If you get that 1%, the other 99% will fall into place. Getting to the 1% helps in at least two dimensions here. First of all, it allows you to present your ideas with clarity so that even the details are designed to amplify the things that matter most. It helps you understand someone else’s perspective as well because if you know their 1%, you’re going to be better off finding the real problem to solve.
Less is More
When we’re making our case, we’re trying to convince somebody, we often wrestle with the idea of how many ideas should we present. How many arguments should we offer? And a general rule of thumb is that we have overvalued addition and undervalued subtraction. That less is often more, that taking things out is often more persuasive than leaving them in.
And here’s a great example of having to do with how many arguments should you offer in support of your cause. So let’s say I am trying to persuade you. Is offering one argument better than offering zero arguments? Of course, no question about that. Is offering two arguments better?

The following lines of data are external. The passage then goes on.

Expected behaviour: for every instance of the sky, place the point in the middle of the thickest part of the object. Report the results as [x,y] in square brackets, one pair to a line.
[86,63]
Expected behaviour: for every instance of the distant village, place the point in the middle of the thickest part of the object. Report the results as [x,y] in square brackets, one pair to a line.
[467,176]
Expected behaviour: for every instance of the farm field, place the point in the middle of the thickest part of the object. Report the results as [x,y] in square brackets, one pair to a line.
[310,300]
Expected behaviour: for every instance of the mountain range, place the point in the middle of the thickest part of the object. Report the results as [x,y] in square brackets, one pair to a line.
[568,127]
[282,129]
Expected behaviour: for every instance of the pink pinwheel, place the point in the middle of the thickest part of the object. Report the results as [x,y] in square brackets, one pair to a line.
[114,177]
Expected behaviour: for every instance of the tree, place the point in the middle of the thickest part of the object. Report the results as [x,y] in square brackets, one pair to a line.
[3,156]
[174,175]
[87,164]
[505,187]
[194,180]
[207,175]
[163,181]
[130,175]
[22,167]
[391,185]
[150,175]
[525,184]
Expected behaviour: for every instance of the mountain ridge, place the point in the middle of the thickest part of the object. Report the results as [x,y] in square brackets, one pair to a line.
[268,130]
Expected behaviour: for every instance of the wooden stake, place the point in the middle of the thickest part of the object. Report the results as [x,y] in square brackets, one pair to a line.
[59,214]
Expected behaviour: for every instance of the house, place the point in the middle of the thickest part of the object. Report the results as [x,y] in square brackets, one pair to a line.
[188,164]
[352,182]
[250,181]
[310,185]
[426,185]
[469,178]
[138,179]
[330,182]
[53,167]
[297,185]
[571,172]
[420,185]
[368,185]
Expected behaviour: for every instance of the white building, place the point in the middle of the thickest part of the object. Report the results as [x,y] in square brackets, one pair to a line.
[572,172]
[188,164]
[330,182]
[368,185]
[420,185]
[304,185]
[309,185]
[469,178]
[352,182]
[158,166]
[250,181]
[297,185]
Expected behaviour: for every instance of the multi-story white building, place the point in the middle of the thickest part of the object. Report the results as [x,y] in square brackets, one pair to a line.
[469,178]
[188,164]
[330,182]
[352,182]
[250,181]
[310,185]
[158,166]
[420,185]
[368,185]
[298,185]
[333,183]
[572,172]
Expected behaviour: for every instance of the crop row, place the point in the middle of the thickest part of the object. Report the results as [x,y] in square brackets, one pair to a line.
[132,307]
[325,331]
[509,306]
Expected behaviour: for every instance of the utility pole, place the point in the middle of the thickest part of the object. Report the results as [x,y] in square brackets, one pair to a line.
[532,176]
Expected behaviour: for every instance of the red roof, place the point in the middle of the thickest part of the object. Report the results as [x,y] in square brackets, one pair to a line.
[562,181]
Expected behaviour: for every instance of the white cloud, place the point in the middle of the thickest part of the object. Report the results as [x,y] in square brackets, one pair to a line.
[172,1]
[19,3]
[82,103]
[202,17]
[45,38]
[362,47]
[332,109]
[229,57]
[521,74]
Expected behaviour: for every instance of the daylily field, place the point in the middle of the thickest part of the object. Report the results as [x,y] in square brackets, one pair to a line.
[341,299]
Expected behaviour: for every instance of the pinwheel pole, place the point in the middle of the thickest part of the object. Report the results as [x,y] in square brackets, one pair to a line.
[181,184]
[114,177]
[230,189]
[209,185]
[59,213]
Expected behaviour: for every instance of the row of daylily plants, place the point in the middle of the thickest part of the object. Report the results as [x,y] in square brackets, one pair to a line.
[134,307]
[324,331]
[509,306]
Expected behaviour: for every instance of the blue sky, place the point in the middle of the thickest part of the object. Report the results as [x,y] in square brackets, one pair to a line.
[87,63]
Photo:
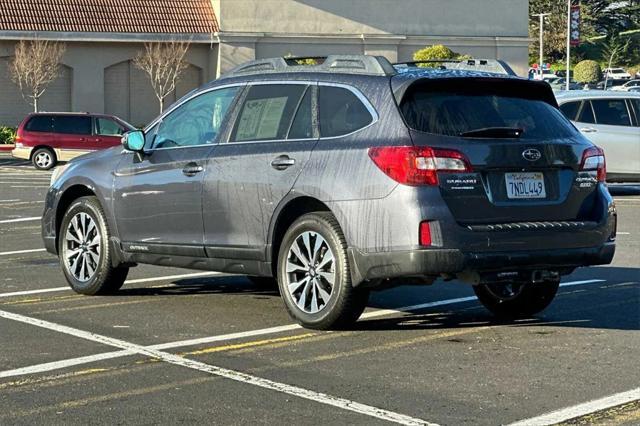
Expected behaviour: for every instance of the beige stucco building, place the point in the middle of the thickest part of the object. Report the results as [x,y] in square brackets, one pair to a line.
[103,36]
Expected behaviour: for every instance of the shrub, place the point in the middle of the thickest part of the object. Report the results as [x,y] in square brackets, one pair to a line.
[7,134]
[437,51]
[587,72]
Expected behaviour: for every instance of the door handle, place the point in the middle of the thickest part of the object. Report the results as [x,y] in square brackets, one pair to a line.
[192,169]
[282,162]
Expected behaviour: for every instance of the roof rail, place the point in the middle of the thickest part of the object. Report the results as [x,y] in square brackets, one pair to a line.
[486,65]
[346,64]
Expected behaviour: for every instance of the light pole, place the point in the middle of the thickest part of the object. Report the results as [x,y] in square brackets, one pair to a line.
[568,43]
[541,17]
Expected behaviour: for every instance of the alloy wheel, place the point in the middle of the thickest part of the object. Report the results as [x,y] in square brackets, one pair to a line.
[43,159]
[310,272]
[82,247]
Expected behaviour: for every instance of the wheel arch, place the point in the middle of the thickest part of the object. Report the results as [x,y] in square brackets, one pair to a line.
[284,217]
[69,196]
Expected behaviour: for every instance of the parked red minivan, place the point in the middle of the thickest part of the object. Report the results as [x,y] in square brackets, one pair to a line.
[46,138]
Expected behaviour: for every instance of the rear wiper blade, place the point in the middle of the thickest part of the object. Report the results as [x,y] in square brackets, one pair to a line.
[493,132]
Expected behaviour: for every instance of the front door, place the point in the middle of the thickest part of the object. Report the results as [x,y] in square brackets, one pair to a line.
[158,196]
[266,149]
[608,124]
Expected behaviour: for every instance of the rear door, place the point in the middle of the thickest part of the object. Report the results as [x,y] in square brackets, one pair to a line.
[524,154]
[267,147]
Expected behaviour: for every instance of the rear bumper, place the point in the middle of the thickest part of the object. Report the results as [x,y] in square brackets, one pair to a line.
[22,153]
[435,262]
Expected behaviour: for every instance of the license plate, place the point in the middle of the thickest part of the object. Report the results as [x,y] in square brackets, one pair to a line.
[525,185]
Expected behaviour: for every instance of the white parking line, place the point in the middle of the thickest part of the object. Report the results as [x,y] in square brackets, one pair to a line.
[16,203]
[237,376]
[136,281]
[22,219]
[8,253]
[50,366]
[580,410]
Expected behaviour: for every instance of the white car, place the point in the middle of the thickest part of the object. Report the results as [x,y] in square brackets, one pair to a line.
[611,120]
[616,73]
[627,86]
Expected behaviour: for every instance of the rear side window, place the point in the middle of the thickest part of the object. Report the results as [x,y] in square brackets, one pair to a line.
[570,109]
[612,112]
[302,126]
[341,112]
[108,127]
[267,112]
[456,112]
[40,123]
[72,125]
[586,114]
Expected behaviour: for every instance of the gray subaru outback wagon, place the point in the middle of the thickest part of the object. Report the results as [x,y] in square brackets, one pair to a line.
[342,177]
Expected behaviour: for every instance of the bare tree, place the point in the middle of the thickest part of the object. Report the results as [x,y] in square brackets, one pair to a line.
[35,65]
[164,64]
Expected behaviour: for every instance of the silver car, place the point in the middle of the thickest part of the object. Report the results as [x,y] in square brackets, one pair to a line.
[611,120]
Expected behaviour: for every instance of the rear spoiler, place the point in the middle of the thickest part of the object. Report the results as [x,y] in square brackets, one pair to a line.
[495,66]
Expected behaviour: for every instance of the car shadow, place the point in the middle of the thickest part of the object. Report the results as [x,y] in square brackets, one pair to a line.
[614,304]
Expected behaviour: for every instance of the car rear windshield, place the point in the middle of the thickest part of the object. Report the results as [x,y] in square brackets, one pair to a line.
[476,111]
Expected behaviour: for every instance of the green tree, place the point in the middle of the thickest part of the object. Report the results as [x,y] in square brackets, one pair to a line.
[587,72]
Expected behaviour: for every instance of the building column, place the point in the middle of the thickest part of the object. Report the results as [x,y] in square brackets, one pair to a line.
[234,51]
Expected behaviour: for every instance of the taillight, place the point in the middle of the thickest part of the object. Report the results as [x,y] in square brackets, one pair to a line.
[593,160]
[425,234]
[416,165]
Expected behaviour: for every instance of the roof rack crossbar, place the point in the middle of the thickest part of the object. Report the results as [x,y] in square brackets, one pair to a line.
[349,64]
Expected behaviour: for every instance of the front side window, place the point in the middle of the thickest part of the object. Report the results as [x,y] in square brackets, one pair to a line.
[611,112]
[268,112]
[636,106]
[197,121]
[72,125]
[586,114]
[341,112]
[570,109]
[108,127]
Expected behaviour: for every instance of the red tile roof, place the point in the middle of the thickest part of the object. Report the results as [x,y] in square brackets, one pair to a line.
[109,16]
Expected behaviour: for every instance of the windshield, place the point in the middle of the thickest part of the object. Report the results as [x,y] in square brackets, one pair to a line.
[471,113]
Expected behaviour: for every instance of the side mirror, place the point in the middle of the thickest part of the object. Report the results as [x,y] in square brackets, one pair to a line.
[133,141]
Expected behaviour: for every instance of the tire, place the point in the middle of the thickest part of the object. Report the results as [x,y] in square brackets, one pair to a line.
[44,159]
[265,283]
[525,300]
[91,245]
[336,306]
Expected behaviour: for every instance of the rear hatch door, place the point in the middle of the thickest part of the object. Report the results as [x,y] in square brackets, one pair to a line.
[525,156]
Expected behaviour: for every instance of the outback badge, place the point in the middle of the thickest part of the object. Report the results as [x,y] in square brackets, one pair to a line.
[531,154]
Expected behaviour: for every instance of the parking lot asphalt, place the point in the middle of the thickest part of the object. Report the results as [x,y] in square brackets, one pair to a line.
[176,345]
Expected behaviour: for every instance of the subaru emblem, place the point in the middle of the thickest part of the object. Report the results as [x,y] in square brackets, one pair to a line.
[531,154]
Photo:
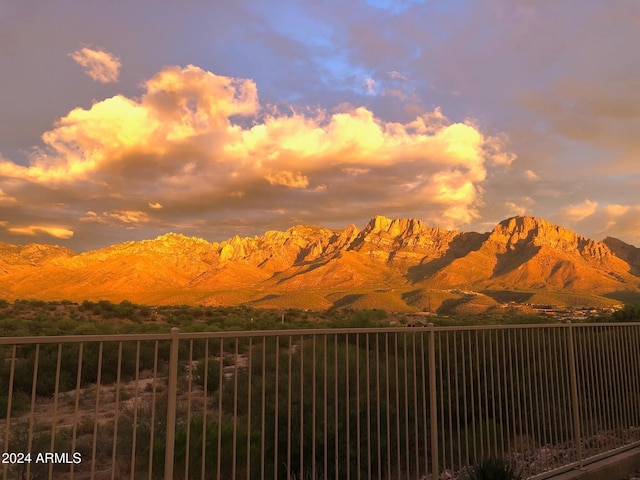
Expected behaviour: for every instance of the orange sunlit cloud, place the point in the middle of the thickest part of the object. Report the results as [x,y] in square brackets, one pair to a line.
[178,142]
[33,230]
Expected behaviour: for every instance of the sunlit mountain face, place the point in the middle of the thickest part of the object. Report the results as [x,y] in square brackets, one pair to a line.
[393,264]
[122,122]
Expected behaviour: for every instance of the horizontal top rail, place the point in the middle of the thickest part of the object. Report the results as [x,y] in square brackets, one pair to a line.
[294,332]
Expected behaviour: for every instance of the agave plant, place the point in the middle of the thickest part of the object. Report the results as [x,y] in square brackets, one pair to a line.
[493,469]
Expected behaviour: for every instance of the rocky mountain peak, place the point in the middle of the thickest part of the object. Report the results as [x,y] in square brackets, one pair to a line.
[521,231]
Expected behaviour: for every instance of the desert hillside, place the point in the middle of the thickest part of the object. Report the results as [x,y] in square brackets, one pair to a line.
[394,264]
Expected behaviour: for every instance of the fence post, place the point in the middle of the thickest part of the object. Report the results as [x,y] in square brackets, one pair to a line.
[433,402]
[575,404]
[172,393]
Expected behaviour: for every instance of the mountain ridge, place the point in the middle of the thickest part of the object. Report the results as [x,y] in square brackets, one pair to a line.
[399,255]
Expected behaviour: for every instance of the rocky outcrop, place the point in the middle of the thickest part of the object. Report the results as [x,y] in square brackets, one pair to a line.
[519,253]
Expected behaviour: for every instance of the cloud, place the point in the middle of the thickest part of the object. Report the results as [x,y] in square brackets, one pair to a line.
[577,213]
[6,199]
[33,230]
[396,75]
[288,179]
[128,216]
[98,64]
[205,147]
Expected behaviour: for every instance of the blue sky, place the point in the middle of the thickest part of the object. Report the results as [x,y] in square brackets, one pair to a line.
[255,115]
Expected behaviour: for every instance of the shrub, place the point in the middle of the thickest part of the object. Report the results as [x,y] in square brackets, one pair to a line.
[493,469]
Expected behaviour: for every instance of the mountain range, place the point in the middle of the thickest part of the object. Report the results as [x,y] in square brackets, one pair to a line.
[399,264]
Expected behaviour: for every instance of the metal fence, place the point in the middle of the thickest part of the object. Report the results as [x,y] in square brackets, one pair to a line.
[393,403]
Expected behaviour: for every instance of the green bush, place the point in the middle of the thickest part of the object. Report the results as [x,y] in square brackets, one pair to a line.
[493,469]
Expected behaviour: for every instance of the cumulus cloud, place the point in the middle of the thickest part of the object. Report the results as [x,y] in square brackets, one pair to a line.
[203,144]
[128,216]
[33,230]
[7,199]
[531,175]
[576,213]
[98,64]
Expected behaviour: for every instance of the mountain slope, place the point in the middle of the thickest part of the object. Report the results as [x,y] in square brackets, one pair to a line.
[391,256]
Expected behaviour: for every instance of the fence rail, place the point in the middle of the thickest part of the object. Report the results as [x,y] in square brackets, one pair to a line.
[392,403]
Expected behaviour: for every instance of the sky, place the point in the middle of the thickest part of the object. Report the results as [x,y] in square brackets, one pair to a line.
[127,120]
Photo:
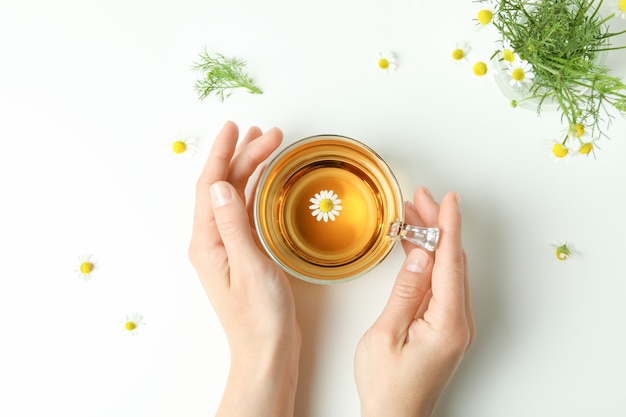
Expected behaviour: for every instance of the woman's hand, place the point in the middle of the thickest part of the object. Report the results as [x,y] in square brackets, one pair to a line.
[405,360]
[248,291]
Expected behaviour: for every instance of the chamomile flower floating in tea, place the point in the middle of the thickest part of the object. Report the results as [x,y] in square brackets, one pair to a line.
[386,62]
[459,53]
[132,323]
[85,267]
[325,205]
[619,8]
[521,73]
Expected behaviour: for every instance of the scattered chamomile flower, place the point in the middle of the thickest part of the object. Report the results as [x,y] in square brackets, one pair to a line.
[460,51]
[181,147]
[325,205]
[563,252]
[484,17]
[619,8]
[386,62]
[560,149]
[132,323]
[521,73]
[85,267]
[479,68]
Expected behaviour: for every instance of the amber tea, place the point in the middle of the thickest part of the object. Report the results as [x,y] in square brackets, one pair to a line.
[325,209]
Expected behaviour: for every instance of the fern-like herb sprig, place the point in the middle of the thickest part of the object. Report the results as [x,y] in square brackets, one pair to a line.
[562,40]
[221,76]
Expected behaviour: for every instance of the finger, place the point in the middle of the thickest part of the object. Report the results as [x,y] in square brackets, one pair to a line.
[449,273]
[231,220]
[407,295]
[469,313]
[251,155]
[252,133]
[251,197]
[215,169]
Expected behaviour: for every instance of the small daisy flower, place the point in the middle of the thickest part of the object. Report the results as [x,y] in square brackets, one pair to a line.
[560,150]
[459,53]
[579,136]
[132,323]
[386,62]
[182,147]
[484,17]
[619,8]
[85,267]
[521,73]
[325,205]
[479,68]
[563,252]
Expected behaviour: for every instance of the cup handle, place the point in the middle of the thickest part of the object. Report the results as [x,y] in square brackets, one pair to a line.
[426,237]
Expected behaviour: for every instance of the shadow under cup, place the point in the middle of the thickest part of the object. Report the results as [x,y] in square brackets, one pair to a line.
[329,209]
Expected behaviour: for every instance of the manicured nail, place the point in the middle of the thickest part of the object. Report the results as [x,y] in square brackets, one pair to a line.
[416,261]
[220,194]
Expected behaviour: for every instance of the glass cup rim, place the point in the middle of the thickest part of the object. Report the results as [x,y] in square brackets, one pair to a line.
[389,175]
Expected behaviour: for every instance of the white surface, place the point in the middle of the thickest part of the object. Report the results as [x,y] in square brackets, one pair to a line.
[90,93]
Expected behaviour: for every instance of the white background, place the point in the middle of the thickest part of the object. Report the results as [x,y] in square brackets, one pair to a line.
[92,93]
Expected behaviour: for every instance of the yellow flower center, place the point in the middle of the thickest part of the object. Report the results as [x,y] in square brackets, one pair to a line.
[326,205]
[518,74]
[586,148]
[485,16]
[86,267]
[480,69]
[563,252]
[508,55]
[179,147]
[559,150]
[579,129]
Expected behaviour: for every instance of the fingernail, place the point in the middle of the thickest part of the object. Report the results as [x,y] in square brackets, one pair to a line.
[220,194]
[416,261]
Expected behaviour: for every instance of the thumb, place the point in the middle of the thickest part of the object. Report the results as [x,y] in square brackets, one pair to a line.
[231,220]
[407,294]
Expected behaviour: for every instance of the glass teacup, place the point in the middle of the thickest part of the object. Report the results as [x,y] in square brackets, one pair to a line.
[329,209]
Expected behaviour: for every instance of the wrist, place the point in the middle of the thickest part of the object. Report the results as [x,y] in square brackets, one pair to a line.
[262,381]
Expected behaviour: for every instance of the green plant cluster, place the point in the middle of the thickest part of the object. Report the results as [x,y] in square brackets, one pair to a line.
[563,41]
[221,75]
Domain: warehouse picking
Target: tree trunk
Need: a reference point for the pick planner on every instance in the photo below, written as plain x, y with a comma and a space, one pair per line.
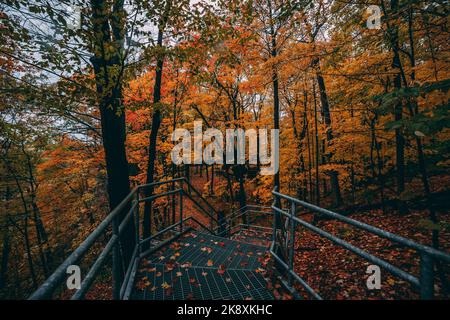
108, 33
156, 122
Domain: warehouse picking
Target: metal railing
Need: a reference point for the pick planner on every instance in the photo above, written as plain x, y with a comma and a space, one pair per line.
122, 271
284, 236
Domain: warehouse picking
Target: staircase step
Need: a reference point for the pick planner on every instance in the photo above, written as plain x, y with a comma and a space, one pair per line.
200, 266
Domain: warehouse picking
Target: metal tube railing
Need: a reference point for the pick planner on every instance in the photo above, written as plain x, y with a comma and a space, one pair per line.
122, 275
425, 282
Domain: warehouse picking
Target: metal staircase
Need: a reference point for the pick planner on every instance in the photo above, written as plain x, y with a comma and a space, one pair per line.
249, 254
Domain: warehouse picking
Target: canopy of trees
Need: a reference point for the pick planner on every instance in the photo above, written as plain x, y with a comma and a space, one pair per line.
91, 92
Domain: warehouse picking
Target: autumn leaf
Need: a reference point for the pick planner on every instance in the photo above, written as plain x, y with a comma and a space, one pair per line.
165, 285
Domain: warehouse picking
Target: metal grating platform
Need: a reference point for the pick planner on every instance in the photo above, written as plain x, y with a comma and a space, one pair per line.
203, 267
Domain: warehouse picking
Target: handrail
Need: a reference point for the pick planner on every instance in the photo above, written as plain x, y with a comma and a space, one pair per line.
46, 290
58, 275
425, 282
377, 231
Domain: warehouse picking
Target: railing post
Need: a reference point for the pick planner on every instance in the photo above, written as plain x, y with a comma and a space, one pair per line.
222, 223
292, 242
426, 277
181, 211
117, 266
136, 223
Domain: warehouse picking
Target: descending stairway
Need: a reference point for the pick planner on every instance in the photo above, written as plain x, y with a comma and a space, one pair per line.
201, 266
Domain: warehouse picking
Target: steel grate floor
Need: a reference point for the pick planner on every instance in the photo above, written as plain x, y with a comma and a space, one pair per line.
203, 267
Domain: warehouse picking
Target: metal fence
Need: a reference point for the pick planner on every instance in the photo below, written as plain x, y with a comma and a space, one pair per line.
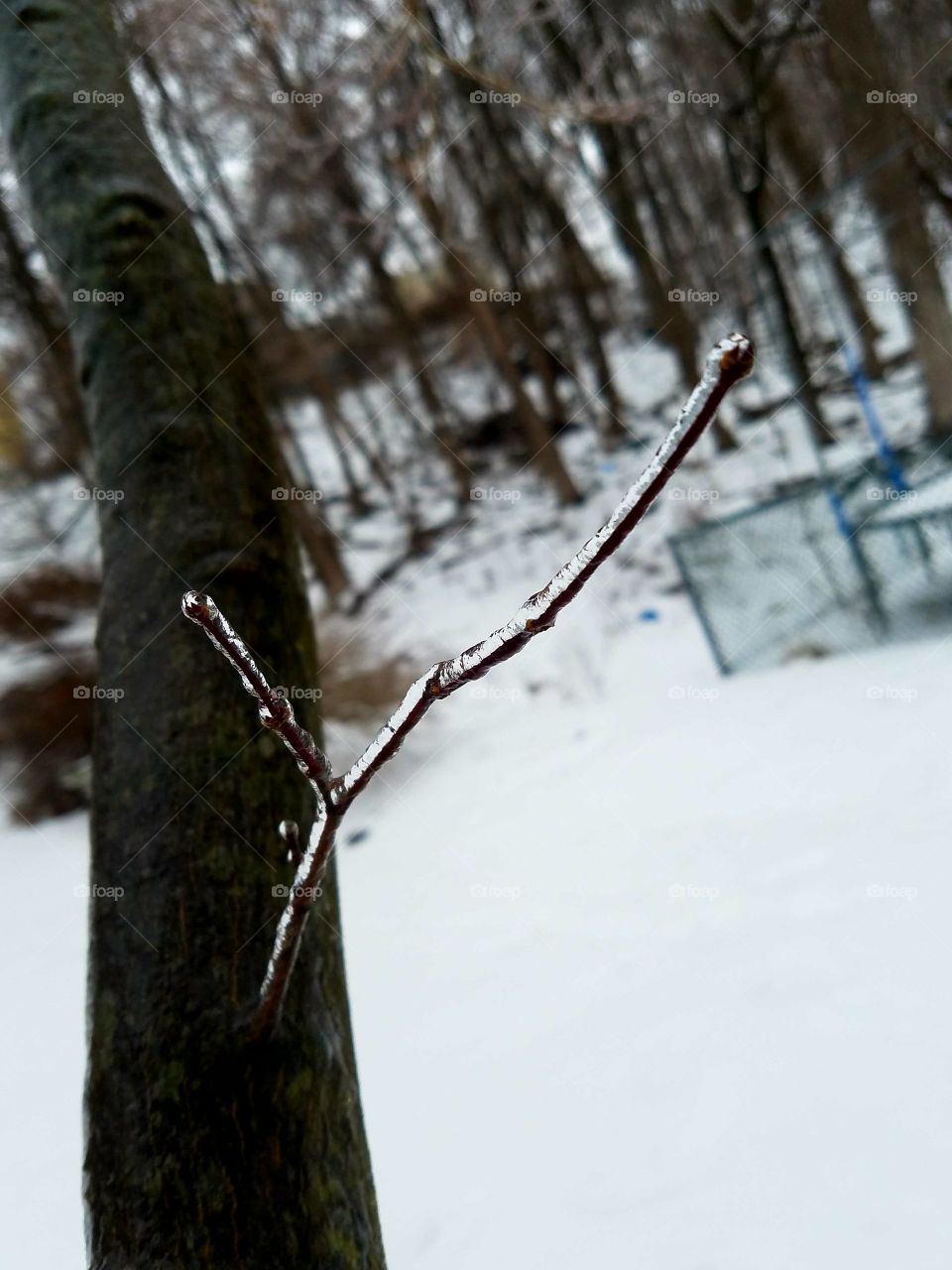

You bet. Is offering three arguments better than two arguments? It is. Is offering four arguments better than three arguments? Absolutely NOT.
Amazingly, that fourth argument deteriorates your persuasiveness. And I think the reason for that is that it feels like you’re trying too hard. One would already think that your offer must not have been a great offer since you’re just trying to blizzard the other person with all of those reasons.
The other thing is that it might be the antithesis of clarity, which is confusion. We should not underestimate how difficult cognitive load is. It’s hard to keep things in your head if you’re trying to understand things. So, stop at three. More is not better. When you get to the fourth reason, you actually lose your persuasiveness.